Re: Purpose of plain text from Christoph Päper on 2011-11-15 (Unicode Mail List Archive)

From: Christoph Päper <christoph.paeper_at_crissov.de>
Date: Tue, 15 Nov 2011 14:11:10 +0100

Doug Ewell:

> How can I search a group of documents, one written in Devanagari and another in Sinhala and another in Tamil and another in Oriya, for a given string if they all use the same encoding, and the only way to tell which is which is to see them rendered in a particular font?

That question made no sense if you didn’t consider them different scripts.

It is a good indication in favor of unification, for example, when you use your local script for all loan words from other languages that use related scripts, but there are counter-examples:
— Japanese Katakana and Hiragana have developed from the same source for the same language, so that discrimination does not apply.
— In German Fraktur texts you will see modern Romance borrowings or English xenisms set in Antiqua (but old Greek and Latin loan words in Fraktur), which would be in favor of disunification by above criterion.
I have no (sufficient) idea how it works in India and its South Asian neighbors.
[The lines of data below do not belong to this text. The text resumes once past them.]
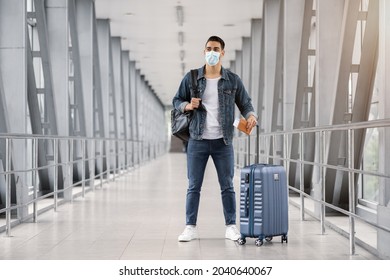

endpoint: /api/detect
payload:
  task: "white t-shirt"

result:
[202,77,223,139]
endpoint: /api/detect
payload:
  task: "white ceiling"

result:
[95,0,263,105]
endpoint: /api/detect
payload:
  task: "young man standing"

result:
[172,36,257,241]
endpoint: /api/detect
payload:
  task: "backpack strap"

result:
[191,69,199,98]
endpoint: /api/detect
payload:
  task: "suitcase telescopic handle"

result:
[247,124,260,164]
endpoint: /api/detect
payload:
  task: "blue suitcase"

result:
[238,164,288,246]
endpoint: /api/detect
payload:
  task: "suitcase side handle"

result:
[244,185,249,217]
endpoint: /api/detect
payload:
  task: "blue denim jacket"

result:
[172,67,257,145]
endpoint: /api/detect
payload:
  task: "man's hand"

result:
[185,97,201,111]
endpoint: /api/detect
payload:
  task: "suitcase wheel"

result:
[255,238,263,247]
[237,238,246,245]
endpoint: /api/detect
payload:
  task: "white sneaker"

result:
[178,225,198,242]
[225,225,241,241]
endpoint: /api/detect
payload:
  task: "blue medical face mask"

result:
[205,51,220,66]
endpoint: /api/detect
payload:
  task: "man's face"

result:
[204,41,225,57]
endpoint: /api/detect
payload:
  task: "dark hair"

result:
[206,36,225,49]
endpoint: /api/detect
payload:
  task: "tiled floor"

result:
[0,153,378,260]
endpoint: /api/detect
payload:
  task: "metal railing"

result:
[234,119,390,255]
[0,134,167,236]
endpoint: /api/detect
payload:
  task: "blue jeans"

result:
[186,138,236,225]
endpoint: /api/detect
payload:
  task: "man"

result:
[172,36,257,241]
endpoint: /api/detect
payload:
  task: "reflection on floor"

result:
[0,153,378,260]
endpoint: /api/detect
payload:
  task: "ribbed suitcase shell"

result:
[239,164,288,246]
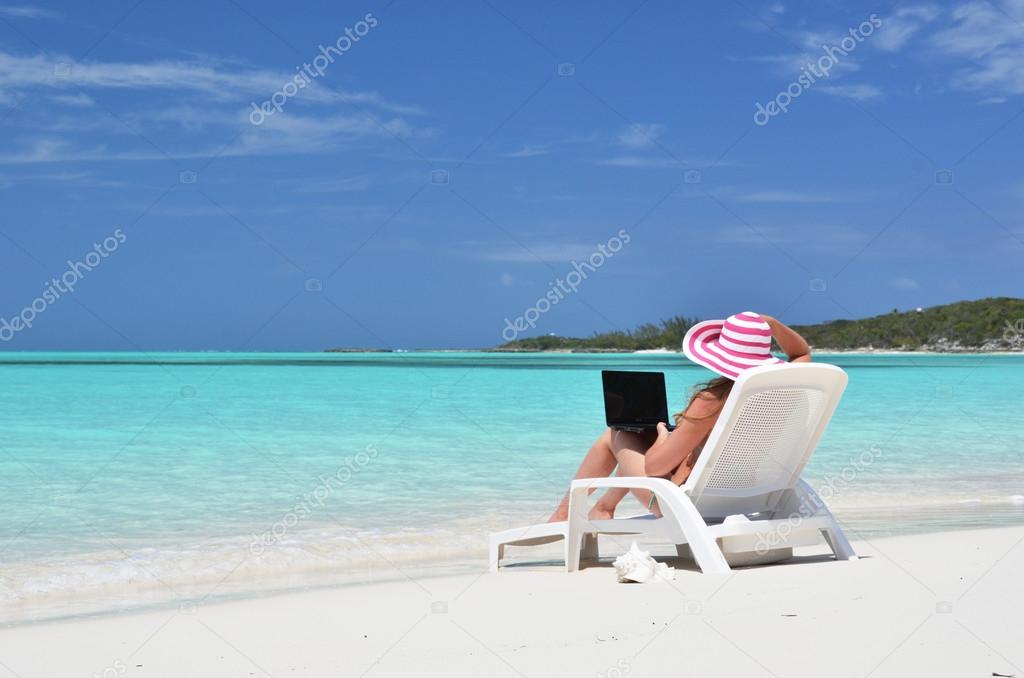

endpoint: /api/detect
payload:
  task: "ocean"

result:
[0,352,1024,624]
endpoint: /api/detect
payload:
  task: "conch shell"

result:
[613,542,676,584]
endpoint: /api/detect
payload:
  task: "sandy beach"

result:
[0,527,1024,677]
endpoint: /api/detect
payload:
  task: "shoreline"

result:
[8,507,1024,629]
[0,526,1024,677]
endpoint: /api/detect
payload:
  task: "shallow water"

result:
[0,352,1024,621]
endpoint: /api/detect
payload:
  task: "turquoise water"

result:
[0,352,1024,619]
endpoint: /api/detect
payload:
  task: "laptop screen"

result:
[601,370,669,427]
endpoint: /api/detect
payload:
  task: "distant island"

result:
[492,297,1024,352]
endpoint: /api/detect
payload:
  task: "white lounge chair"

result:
[489,363,857,573]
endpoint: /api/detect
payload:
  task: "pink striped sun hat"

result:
[683,310,785,379]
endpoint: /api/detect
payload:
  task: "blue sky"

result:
[0,0,1024,350]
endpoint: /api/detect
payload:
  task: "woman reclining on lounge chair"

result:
[548,311,811,522]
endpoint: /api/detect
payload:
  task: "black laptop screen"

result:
[601,370,669,426]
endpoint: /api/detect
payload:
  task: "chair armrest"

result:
[569,475,686,494]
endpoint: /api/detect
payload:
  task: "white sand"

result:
[0,527,1024,678]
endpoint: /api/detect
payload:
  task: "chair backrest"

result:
[684,363,847,518]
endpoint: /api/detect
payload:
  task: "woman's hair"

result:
[674,377,735,426]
Most books I read on writing or scripts or writing systems look at each system – identified by varying definitions – in isolation and connect them only by descent, not by discrimination.

> Latin (Antiqua) and Fraktur and Gaelic letters are, intrinsically, the same letter. That is not true for Devanagari and Sinhala and Tamil and Oriya letters.

If I understand Naena Guru correctly they want to unify all the brahmic-indic scripts (similar to ISCII) and, furthermore, unify them (in a transliterating manner) with the roman script. The second part is silly, unless there is a romanization movement I’m unaware of.

Whether to draw the line between two related scripts or between two hands (fonts, typefaces, …) of the same script is sometimes an arbitrary, yet informed, decision.

In “Euroscript” – the combination of Cyrillic, Greek and Roman scripts – some uppercase letters look the same most of the time, but lowercase letters (of these similar letters) differ, often quite a lot. That alone is good enough a reason not to unify them. Yet, each of the scripts has similar glyphic variation for all of its letters, but only if two of them can be used in the same text for different purposes one has to distinguish them in coding, too. This only applies below the lexical level, though, i.e. an italic ‘a’ inside an otherwise upright word or vice versa is still the same letter, but an isolated italic ‘a’ may need to be distinguished from an upright ‘a’ – since this most often happens in formulae it comes down to the question whether you want to be able to encode more notations (incl. IPA phonetics) than written language, i.e. “true writing”.

Alphabetic scripts, i.e. those that use vocalic and consonantic letters at the same level and no diacritics, are by definition the easiest to encode digitally. For the rest, however, there is more than one way to skin a cat. It is quite possible that the Brahmic/Indic family wasn’t encoded in the best way for two reasons: related scripts could have been unified and you can approach most of them from at least two directions (segmental or syllabic). Of course, it’s probably too late to change now.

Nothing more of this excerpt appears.